Dans sa poitrine, son rythme cardiaque accélère subitement, comme s'il prenait seulement la mesure de ce qu'il s'apprêtait à faire, désormais conscient qu'un regard l'observe dans son dos. 
La voix qui vient de l'interpeller, mélange de notes de graves et d'aiguës, semble ne lui rappeler personne sur le moment et, baissant le front en plissant les sourcils, il cherche le courage de tourner la tête dans sa direction pour en identifier le propriétaire. 

La honte le grignote tout à coup, songeant qu'un témoin inconnu l'a vu faire rouler son fauteuil jusqu'à la lisière de la première marche, et les vagues résidus de sa fierté terminent de s'émietter dans son ventre comme un tas de cendres au bout d'un mégot de cigarette.
Le malaise pendu à ses lèvres, il ouvre la bouche sans qu'aucun mot ne parvienne à franchir la barrière de sa gorge nouée, et son regard se porte sur la descende dangereuse des escaliers devant lui. 
Semblant réapparaitre de nul part, le vent souffle à nouveau dans ses cheveux, aussi discret que la caresse d'une plume, et sa respiration se fait plus bruyante, agitée par un tout nouveau stress. 

Derrière lui, il perçoit finalement un mouvement frêle, un froissement de tissu puis quelques pas silencieux, et il devine les déplacements de son témoin dans son dos, se rapprochant de lui jusqu'à atteindre le sommet des escaliers à son tour. 
Sans voir son visage, les yeux toujours rivés sur le vide à ses pieds, il distingue ses jambes dans sa vision périphérique, alors que le visiteur descend sur la deuxième marche pour s'assoir sur le béton. 
L'inconnu s'abaisse pour s'installer à même le sol, et le cliquetis d'un briquet résonne dans l'air en même temps qu'il semble soupirer de lassitude, peut-être ennuyé par la situation ou par cette soirée trop bruyante. 

_ Qui t'a fait monter en haut de ses marches ? souffle t-il en portant machinalement une cigarette à sa bouche, la fumée se répandant doucement entre eux. 

Le timbre de ses mots ne lui inspire toujours aucune connaissance, mais il vibre d'un ton apaisé, presque indifférent mais dénué de toute forme d'agressivité. 
Lentement, Katsuki redresse sa nuque sans cesser de fixer l'horizon qui se profile en face de lui, et son torse se détend à mesure qu'il lève la tête, dévoilant entièrement son visage en osant un coup d'oeil à l'inconnu. 

_ C'est quoi cette question ? lance t-il en faisant siffler l'air entre ses dents, incrédule et passablement perplexe.  

_ J'imagine que c'est tes potes qui t'ont porté jusqu'en haut.

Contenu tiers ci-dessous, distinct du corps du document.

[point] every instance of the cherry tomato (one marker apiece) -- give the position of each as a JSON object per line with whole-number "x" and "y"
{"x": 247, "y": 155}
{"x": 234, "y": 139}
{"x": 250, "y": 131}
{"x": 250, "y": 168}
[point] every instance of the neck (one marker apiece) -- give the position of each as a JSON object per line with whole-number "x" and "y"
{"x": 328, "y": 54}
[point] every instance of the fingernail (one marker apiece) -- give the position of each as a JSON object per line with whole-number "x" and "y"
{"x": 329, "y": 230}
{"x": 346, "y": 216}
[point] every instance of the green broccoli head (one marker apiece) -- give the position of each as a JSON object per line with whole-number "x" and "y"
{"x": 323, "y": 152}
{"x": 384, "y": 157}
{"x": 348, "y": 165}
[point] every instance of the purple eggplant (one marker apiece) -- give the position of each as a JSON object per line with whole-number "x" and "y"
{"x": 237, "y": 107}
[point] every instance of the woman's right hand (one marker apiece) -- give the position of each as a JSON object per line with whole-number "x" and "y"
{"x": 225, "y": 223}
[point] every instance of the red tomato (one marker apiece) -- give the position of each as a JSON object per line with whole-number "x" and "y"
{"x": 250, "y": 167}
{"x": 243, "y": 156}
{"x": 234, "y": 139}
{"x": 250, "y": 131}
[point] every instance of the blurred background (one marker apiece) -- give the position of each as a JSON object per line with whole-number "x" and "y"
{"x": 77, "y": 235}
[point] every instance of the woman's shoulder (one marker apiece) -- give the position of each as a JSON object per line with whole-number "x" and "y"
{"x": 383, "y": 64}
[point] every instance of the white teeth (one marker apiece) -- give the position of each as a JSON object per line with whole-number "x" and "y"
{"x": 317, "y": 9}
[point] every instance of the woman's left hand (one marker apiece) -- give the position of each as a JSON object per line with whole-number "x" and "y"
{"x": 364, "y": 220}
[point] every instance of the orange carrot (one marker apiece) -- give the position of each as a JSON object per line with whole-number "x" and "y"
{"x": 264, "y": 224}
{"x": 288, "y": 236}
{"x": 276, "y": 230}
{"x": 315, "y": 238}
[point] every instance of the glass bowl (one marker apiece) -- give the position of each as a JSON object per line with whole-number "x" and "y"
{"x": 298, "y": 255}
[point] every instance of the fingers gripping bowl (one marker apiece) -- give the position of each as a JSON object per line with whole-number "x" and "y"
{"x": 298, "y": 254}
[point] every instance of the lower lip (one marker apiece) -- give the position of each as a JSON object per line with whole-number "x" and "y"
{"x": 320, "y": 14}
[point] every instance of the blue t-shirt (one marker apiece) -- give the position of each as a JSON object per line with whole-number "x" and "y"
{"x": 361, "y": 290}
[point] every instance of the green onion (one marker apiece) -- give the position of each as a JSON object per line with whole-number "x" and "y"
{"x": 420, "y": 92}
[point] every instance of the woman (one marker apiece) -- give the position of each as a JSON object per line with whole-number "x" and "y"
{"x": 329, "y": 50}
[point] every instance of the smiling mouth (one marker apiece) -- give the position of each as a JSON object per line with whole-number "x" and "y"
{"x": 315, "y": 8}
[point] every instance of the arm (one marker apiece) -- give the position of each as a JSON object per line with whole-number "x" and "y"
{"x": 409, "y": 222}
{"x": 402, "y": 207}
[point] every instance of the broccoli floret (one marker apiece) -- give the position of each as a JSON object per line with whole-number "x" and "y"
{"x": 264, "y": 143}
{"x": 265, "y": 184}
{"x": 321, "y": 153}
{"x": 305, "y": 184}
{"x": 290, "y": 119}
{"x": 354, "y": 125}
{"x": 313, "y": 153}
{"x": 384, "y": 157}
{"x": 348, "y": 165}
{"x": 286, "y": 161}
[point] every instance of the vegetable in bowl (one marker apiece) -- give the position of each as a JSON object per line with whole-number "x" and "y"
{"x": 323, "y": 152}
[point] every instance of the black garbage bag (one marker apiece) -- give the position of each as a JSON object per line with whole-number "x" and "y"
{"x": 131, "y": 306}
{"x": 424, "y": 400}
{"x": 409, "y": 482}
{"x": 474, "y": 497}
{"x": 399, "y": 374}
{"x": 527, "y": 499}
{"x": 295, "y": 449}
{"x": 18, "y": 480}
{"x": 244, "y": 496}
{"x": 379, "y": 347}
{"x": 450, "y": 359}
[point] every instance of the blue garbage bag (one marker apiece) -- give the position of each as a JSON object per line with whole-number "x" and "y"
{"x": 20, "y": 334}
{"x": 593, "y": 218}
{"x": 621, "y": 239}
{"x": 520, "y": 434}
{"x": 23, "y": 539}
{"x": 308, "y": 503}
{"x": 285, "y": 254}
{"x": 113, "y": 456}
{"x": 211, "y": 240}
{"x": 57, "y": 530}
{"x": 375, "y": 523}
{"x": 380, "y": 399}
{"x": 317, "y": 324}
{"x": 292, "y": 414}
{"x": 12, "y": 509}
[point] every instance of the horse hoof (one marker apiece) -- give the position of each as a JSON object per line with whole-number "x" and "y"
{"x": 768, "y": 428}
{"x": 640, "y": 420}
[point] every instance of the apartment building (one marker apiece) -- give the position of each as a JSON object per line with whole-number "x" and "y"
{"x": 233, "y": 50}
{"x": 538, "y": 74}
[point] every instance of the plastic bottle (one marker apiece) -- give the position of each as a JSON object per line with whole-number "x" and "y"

Ils vont se dire quoi quand ils te retrouveront en bas à ton avis ? Tu vas leur laisser penser qu'ils sont responsables ? 

Pour dire vrai, Katsuki se fout pas mal de ce qu'il peut laisser croire dans ses silences et ses absences, son cœur lui fait déjà suffisamment mal avec ses propres démons, y ajouter ceux des autres ne lui parait aucunement utile. 
Aussi sensé soit son résonnement, la réflexion de son visiteur frôle à peine sa poitrine, et il s'autorise même à arquer un sourcil en tournant enfin son attention vers lui, cherchant son visage pour l'analyser. 

_ Tu crois que j'en ai quelque chose à foutre ? 

Seulement maintenant, il prend le temps de découvrir son apparence, baissant les yeux pour observer ses traits de profil, révélés par la lumière timide des étoiles accrochées au dessus d'eux. 
Sur sa marche, l'inconnu dévoile un visage relativement fin pour un homme, tracé sur les courbes légèrement arrondies de sa mâchoire et, sur sa peau pâle, une colonie de tâches de rousseur investit ses joues, débordant sur son nez, puis vers ses tempes. 
De là où il se trouve, et avec l'éclairage offert par la maison derrière eux, il distingue le vert de ses iris, leur couleur doucement étouffée par la semi pénombre qui les entoure.